Uno scooter con un serbatoio da 8-10 litri vedrà un rincaro di circa 50-60 centesimi a pieno. Una moto stradale o naked con capacità media di 15-16 litri arriva a poco meno di un euro in più. Chi possiede una maxi enduro o una gt con serbatoi da 20-25 litri sfiorerà 1,5 euro a rifornimento. Numeri che, sommati nell'arco di un anno per chi macina molti chilometri, iniziano comunque a pesare. Il prezzo medio della benzina self service torna sopra 1,86 euro al litro, con punte più alte lungo la rete autostradale, dove peraltro le aree di servizio per due ruote non mancano mai di far notare la differenza rispetto al distributore di città.
Il taglio delle accise era nato come misura straordinaria per contenere gli effetti dell'impennata dei prezzi energetici legata alle tensioni geopolitiche internazionali. Prorogato più volte, l'ultima estensione copriva il periodo dal 7 giugno al 3 luglio 2026, con uno sconto fissato a 5 centesimi al litro su benzina e gasolio (6,1 centesimi IVA compresa). Con la scadenza, le accise tornano semplicemente ai livelli ordinari.

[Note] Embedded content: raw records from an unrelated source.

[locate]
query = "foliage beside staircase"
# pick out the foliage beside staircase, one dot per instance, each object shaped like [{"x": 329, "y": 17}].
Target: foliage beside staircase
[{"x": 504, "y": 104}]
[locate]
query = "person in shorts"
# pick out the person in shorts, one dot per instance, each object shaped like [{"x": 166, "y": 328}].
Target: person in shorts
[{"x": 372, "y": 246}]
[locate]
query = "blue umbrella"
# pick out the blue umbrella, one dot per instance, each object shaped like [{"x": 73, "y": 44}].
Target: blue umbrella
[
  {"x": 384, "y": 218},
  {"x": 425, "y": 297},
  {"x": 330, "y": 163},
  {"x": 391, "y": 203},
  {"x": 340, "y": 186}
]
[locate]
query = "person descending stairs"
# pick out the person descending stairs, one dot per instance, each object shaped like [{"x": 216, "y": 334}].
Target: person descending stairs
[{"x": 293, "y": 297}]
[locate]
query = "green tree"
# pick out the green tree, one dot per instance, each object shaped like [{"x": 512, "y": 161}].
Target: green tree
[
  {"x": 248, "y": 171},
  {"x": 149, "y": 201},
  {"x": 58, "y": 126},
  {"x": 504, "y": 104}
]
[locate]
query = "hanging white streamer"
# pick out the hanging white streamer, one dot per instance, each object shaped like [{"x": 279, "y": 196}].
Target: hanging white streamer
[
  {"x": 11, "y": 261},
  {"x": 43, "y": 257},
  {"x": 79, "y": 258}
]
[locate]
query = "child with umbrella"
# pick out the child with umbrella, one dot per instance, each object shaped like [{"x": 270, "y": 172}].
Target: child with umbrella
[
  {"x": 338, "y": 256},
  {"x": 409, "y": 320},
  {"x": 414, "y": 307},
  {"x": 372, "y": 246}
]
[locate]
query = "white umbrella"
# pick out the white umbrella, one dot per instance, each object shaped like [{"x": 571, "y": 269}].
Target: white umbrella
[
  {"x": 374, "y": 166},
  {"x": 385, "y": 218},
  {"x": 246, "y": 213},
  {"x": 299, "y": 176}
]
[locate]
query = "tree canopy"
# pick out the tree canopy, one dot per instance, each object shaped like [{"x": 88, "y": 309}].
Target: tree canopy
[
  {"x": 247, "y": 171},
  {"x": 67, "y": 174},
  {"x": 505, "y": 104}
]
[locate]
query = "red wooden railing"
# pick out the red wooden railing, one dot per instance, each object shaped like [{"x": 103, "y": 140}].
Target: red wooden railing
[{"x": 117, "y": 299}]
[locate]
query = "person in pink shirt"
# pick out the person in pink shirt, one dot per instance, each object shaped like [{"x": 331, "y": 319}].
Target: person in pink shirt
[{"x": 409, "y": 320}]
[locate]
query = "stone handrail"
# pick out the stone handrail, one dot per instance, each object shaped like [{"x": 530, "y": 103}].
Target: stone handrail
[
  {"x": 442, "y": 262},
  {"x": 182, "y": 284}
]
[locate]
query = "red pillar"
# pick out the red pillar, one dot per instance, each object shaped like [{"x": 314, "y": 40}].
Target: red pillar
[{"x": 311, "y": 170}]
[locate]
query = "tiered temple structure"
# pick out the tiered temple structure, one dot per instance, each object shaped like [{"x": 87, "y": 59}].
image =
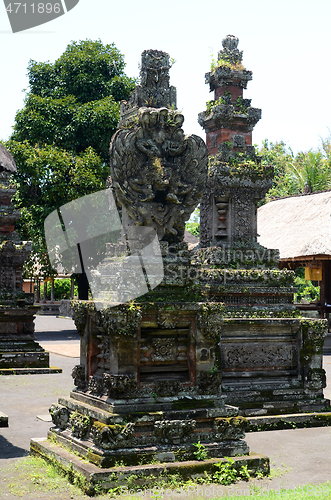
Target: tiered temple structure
[
  {"x": 270, "y": 360},
  {"x": 19, "y": 351},
  {"x": 155, "y": 373},
  {"x": 148, "y": 387}
]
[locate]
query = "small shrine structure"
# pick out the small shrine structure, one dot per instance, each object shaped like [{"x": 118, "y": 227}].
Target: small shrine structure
[{"x": 19, "y": 351}]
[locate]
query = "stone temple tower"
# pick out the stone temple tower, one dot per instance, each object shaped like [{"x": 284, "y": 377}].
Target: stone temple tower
[{"x": 237, "y": 180}]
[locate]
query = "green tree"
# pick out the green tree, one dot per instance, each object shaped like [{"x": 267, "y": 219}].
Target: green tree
[
  {"x": 74, "y": 102},
  {"x": 305, "y": 172},
  {"x": 61, "y": 136},
  {"x": 277, "y": 155}
]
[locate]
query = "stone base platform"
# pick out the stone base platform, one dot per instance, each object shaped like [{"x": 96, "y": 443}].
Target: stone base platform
[{"x": 89, "y": 476}]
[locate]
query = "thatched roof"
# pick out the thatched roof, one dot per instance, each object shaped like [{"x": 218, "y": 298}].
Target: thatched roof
[
  {"x": 299, "y": 226},
  {"x": 6, "y": 160}
]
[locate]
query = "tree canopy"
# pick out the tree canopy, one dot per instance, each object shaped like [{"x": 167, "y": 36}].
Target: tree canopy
[{"x": 61, "y": 136}]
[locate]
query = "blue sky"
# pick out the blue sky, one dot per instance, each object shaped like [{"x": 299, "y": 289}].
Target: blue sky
[{"x": 286, "y": 44}]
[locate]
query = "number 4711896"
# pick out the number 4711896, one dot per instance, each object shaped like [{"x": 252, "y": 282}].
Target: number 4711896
[{"x": 40, "y": 8}]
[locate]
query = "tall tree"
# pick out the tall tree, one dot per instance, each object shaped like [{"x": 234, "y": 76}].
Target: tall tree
[{"x": 61, "y": 137}]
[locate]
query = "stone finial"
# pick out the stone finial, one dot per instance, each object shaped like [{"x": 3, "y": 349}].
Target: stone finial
[
  {"x": 230, "y": 51},
  {"x": 230, "y": 42}
]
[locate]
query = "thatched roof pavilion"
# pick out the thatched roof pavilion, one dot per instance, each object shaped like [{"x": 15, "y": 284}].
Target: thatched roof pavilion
[{"x": 300, "y": 227}]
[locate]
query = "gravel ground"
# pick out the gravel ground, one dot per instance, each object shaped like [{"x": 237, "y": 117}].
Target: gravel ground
[{"x": 298, "y": 457}]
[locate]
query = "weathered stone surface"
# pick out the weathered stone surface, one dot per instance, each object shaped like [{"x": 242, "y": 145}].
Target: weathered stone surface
[{"x": 158, "y": 174}]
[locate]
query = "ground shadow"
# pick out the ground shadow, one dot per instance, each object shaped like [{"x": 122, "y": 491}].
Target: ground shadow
[{"x": 8, "y": 450}]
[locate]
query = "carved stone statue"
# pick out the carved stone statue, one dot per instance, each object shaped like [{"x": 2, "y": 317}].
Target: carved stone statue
[{"x": 158, "y": 174}]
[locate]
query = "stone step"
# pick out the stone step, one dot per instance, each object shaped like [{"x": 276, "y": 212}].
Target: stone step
[{"x": 275, "y": 422}]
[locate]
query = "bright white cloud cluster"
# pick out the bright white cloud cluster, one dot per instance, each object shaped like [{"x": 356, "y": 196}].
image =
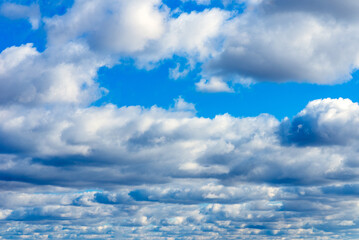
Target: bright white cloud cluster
[{"x": 72, "y": 170}]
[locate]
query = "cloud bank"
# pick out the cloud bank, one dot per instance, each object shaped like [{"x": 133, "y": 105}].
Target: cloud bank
[{"x": 72, "y": 170}]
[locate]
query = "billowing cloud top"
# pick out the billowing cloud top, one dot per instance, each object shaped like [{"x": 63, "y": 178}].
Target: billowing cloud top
[{"x": 74, "y": 168}]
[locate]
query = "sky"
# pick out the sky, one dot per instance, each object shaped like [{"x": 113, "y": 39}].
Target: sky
[{"x": 179, "y": 119}]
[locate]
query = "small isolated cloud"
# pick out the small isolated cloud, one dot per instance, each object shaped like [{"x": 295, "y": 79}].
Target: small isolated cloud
[
  {"x": 16, "y": 11},
  {"x": 214, "y": 84},
  {"x": 176, "y": 73},
  {"x": 181, "y": 105}
]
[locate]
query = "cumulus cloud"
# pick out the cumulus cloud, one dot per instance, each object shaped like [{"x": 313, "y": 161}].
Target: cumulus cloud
[
  {"x": 323, "y": 122},
  {"x": 291, "y": 41},
  {"x": 69, "y": 169},
  {"x": 16, "y": 11},
  {"x": 214, "y": 84},
  {"x": 63, "y": 74}
]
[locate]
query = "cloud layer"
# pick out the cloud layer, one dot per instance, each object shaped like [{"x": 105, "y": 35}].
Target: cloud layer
[{"x": 72, "y": 170}]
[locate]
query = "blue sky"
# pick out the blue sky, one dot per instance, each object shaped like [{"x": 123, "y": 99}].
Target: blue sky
[{"x": 183, "y": 119}]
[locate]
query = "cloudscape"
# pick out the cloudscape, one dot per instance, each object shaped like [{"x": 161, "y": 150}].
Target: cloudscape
[{"x": 179, "y": 119}]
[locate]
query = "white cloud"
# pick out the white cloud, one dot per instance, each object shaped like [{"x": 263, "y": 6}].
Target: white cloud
[
  {"x": 289, "y": 41},
  {"x": 16, "y": 11},
  {"x": 63, "y": 74},
  {"x": 214, "y": 84}
]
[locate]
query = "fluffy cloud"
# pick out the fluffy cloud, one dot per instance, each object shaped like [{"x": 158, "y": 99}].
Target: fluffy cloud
[
  {"x": 323, "y": 122},
  {"x": 72, "y": 170},
  {"x": 15, "y": 11},
  {"x": 63, "y": 75},
  {"x": 291, "y": 41}
]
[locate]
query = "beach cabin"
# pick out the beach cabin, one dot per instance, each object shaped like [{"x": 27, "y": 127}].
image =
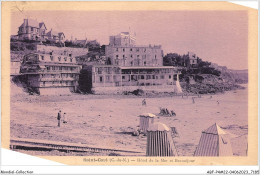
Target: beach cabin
[
  {"x": 159, "y": 141},
  {"x": 145, "y": 121},
  {"x": 214, "y": 142}
]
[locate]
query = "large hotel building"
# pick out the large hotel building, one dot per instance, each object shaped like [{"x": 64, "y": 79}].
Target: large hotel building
[
  {"x": 129, "y": 67},
  {"x": 52, "y": 70}
]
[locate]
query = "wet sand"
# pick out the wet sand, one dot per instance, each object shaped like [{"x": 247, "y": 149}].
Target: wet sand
[{"x": 103, "y": 120}]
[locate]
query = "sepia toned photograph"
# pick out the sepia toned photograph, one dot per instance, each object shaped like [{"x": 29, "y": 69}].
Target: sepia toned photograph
[{"x": 129, "y": 83}]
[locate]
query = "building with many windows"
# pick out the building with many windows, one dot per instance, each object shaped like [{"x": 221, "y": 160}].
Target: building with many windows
[
  {"x": 51, "y": 73},
  {"x": 32, "y": 30},
  {"x": 129, "y": 67}
]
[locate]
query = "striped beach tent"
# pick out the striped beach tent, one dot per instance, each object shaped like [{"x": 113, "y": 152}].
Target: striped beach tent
[
  {"x": 159, "y": 141},
  {"x": 145, "y": 121},
  {"x": 214, "y": 142}
]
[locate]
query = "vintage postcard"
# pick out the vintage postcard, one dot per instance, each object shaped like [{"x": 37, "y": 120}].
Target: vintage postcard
[{"x": 130, "y": 83}]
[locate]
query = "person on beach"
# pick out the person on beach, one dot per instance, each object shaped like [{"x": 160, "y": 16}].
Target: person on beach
[
  {"x": 144, "y": 102},
  {"x": 64, "y": 118},
  {"x": 58, "y": 118}
]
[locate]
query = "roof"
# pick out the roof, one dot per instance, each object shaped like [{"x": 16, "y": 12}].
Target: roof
[
  {"x": 158, "y": 127},
  {"x": 147, "y": 67},
  {"x": 42, "y": 24},
  {"x": 147, "y": 115},
  {"x": 214, "y": 142},
  {"x": 31, "y": 23},
  {"x": 61, "y": 33},
  {"x": 52, "y": 33},
  {"x": 214, "y": 129}
]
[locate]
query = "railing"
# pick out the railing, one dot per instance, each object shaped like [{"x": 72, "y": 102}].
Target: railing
[
  {"x": 58, "y": 79},
  {"x": 65, "y": 146},
  {"x": 49, "y": 71}
]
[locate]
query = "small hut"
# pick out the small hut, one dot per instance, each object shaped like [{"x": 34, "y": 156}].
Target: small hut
[
  {"x": 145, "y": 121},
  {"x": 159, "y": 141},
  {"x": 214, "y": 142}
]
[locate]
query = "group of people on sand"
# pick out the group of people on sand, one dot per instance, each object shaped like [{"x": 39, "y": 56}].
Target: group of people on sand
[{"x": 61, "y": 118}]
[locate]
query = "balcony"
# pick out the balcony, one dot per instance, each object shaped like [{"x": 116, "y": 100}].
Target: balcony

La scelta dell'esecutivo è legata soprattutto al calo delle quotazioni internazionali del greggio rispetto ai picchi delle settimane precedenti: secondo il Governo, questo rende meno urgente un intervento straordinario sulla leva fiscale. Il Ministero delle Imprese ha comunque invitato le compagnie petrolifere a scaricare rapidamente sui consumatori gli eventuali ribassi del petrolio, per evitare che il conto alla pompa salga più di quanto giustificato dalla sola fine dello sconto.
La vera incognita riguarda l'andamento dei prezzi nel cuore dell'estate, quando la domanda di carburante cresce sensibilmente complici le partenze per le vacanze e i weekend in sella. Se le quotazioni del greggio dovessero risalire, l'effetto combinato con la fine dello sconto fiscale potrebbe farsi sentire più del previsto anche per chi ha il vantaggio di consumare meno.